Member of the Illinois House of Representatives from the 79th district
- In office December 1, 2003 – January 9, 2013
- Preceded by: John Philip Novak
- Succeeded by: Kate Cloonen

Personal details
- Born: September 20, 1955 (age 70)
- Party: Democratic
- Profession: IBEW Electrician

= Lisa M. Dugan =

American politician

Lisa M. Dugan is a former Democratic member of the Illinois House of Representatives who represented the 79th District from January 2003 until January 2013. The district she represented included all or parts of Monee, Peotone, Manteno, Grant Park, Bradley, Kankakee, Aroma Park, St.

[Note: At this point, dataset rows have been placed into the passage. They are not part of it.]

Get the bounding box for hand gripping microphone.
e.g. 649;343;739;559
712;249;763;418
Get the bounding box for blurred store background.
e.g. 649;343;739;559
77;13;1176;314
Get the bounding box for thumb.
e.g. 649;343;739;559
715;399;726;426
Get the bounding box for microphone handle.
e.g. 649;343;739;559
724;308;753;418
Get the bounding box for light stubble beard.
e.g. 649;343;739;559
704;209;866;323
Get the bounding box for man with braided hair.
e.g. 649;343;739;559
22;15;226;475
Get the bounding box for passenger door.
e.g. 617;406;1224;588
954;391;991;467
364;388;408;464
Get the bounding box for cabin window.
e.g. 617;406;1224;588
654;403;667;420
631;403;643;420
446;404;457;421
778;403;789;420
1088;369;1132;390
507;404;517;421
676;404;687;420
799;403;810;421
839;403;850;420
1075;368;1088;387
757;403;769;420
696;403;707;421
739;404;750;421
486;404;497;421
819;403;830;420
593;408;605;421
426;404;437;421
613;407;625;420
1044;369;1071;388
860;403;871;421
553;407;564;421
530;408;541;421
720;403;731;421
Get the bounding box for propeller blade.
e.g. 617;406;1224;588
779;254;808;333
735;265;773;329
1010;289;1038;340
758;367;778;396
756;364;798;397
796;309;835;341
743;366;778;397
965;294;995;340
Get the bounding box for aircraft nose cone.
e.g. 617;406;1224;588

Anne, Hopkins Park, Papineau, Martinton and Donovan.

==Early life and career==
Dugan is an electrician by trade and currently a member of IBEW Local 176. A lifelong volunteer in the community, she has served on over fifty volunteer boards, and served as President of the Bradley-Bourbonnais Chamber of Commerce from 1998 to 2003.

==State representative==
Incumbent Democrat Phil Novak of the 79th district was appointed chairman of the Illinois Pollution Control Board. Novak resigned effective December 1, 2003. The Democratic Representative Committee of the 79th Representative District appointed Dugan to fill the vacancy. She was sworn into office on December 1, 2003.

In the 97th General Assembly she was appointed to serve as the Chairperson of the House Agriculture & Conservation committee. Her committee assignments include Elementary & Secondary Education, State Government Administration (Vice-Chairperson), Health Care Availability Access, Veterans' Affairs, Tourism & Conventions and the Appropriations committee for Human Services.

Her associated Senator for a time was Toi Hutchinson, whom Dugan endorsed in the 2013 special election to succeed Jesse Jackson, Jr. as the representative from Illinois's 2nd congressional district.